What have we learned?

Well, obviously, Perl source filters are just not strong protection for your source code. If you know what a CPU register is, and you know how pointers work, it’s a lot easier than the man-page implies to pinpoint the place in the Perl interpreter where cleartext source-code can be found in memory. I’ve even produced a fairly simple script that does just that.

But really, this shouldn’t be news to you. And, how likely are you to run into obfuscated Perl? Not terribly. My point isn’t that Perl is weak. The problem with Perl source filters is an example of a problem that afflicts all high-level language runtimes: if you want your code to run, you have to expose it to the interpreter. On general purpose architectures, you can’t expose something to the interpreter without exposing it to everybody else.

If you’re shipping high-level source code in any form, including bytecode, self-hosted executables, or encrypted bundles, you’re ultimately shipping your source code. Get used to that idea, or go back to writing in C.

16 Comments so far

  • Aaron Portnoy

    June 2nd, 2008 1:28 pm

    Hey Eric,

    In a couple weeks at Recon I’ll be giving a presentation with a colleague on how to do similar things with Python. We go over extracting and modifying code from .pyc and .pyd files, writing our own assembler and disassembler, as well as possible anti-reversing techniques. Although I haven’t looked at EVE yet, I will be demonstrating many cheats I’ve injected into the Pirates of the Caribbean Online MMORPG. The abstract for our talk is located here: http://recon.cx/2008/speakers.html#python.


    Aaron

  • Nate

    June 2nd, 2008 2:34 pm

    Nice. I prefer to use read/write watchpoints though since you don’t have to figure out what code is involved in descrambling the data. All you need is the input and output buffer.

  • sapphirecat

    June 2nd, 2008 10:55 pm

    The m68k had a trace bit, but as far as I remember, only line-by-line tracing (and not breakpoints) trigger it. The old versions of AmigaDOS used it to block tracing of supervisor code, but you could still execute that code without giving up control of your program, using the ‘run-to-line’ feature of the debugger.

    Effectively, unless the computer can securely watch itself (which the trace bit was a small step towards), there is no way to actually secure it.

  • Rolf

    June 3rd, 2008 9:12 am

    You’re mostly right about the lameness of script obfuscators, but:

    “The problem with Perl source filters is an example of a problem that afflicts all high-level language runtimes: if you want your code to run, you have to expose it to the interpreter.”
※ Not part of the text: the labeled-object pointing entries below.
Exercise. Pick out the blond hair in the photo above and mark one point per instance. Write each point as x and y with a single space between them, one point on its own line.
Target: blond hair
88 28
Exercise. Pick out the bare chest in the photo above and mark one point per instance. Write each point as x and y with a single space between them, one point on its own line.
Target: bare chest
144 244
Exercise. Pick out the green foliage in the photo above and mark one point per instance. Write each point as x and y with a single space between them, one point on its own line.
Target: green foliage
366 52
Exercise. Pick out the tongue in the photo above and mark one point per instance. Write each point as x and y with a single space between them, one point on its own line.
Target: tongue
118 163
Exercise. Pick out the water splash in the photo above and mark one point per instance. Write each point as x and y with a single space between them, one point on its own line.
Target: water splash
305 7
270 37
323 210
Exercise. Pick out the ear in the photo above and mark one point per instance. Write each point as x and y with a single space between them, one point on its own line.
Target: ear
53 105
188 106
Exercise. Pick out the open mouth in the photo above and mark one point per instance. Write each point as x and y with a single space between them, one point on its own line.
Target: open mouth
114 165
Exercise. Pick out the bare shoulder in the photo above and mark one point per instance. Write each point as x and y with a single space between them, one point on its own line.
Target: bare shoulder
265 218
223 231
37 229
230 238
    For instance, PHP internally contains a function pointer called “execute” that can be replaced at runtime to allow for a custom interpreter. Ergo the PHP bytecode that you see in memory post-decryption is not “typical” bytecode and will not run if passed to the standard interpreter. That said, these protections still tend to be lame — they usually just use the standard interpreter with some XORs thrown in here and there for obfuscation.

  • Mongo

    June 3rd, 2008 9:22 pm

    > Get used to that idea, or go back to writing in C.
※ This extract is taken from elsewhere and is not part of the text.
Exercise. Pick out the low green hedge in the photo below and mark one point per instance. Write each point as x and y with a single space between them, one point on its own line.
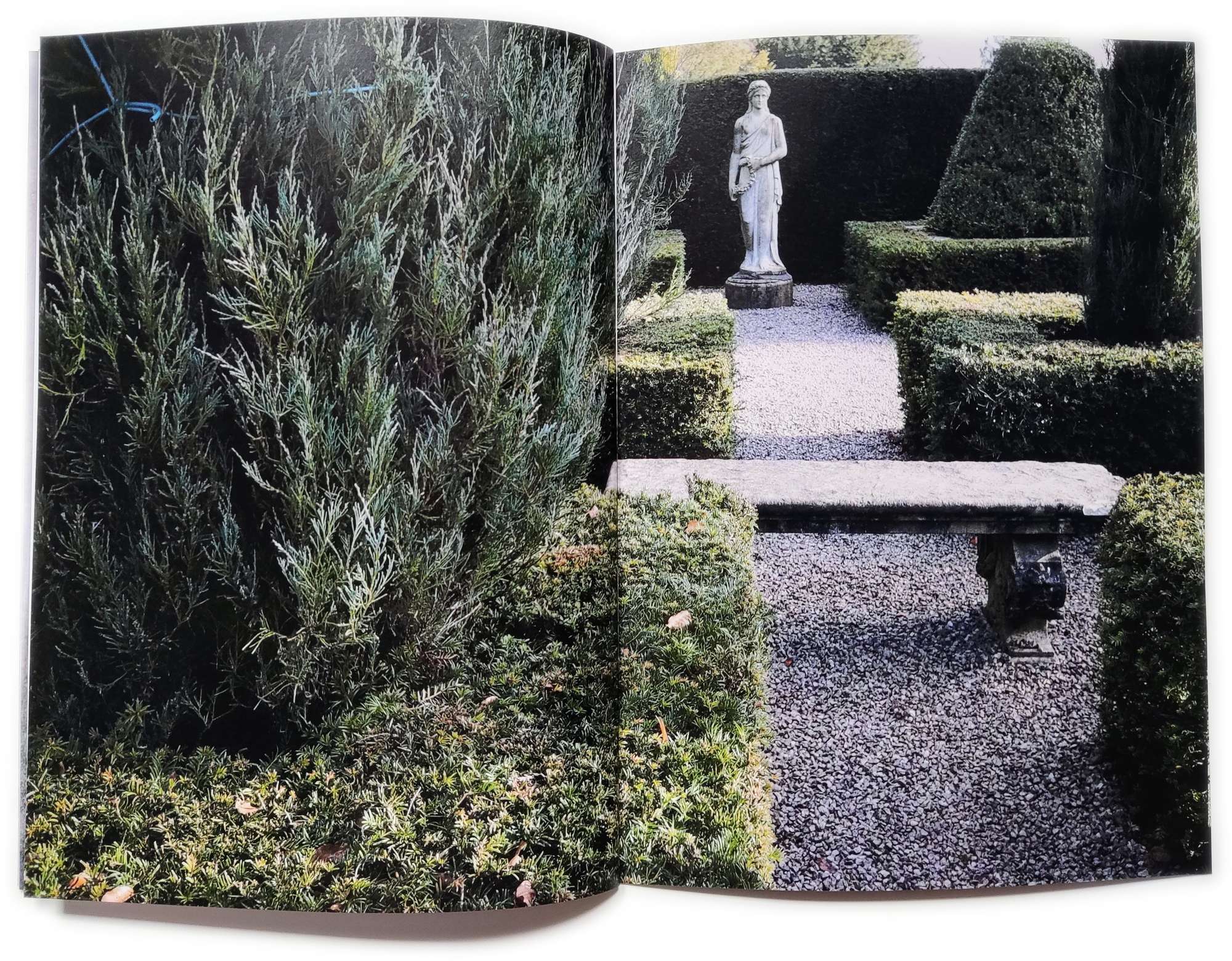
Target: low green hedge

    or write in a high level language that can compile to C or compile directly to native code.

  • Eric Monti

    June 3rd, 2008 11:53 pm

    Rolf,

    The PHP example you pose is coincidentally one close to home. You are right, de-obfuscating encrypted intermediate bytecode is a somewhat different beast than straight source. More so if the bytecode is handled in a proprietary manner. But many of the same principles still apply.

    I chose the Perl example since it was simpler to illustrate against. However, we’ve had some similar experience with a popular PHP obfuscation framework a few months back based on crypto with a semi-proprietary intermediate bytecode format as well.

    When we got to the point where we were plucking byte-code out of memory instead of actual source code, it became a matter of decompiling the byte-code. Definitely an extra step, and I’ll concede, a somewhat non-trivial one. (having some “patience” might apply here)

    Having spent that additional time reversing, we were ultimately able to discern the program structure almost completely back to original code, including original variable names and, under the right build conditions, even comments.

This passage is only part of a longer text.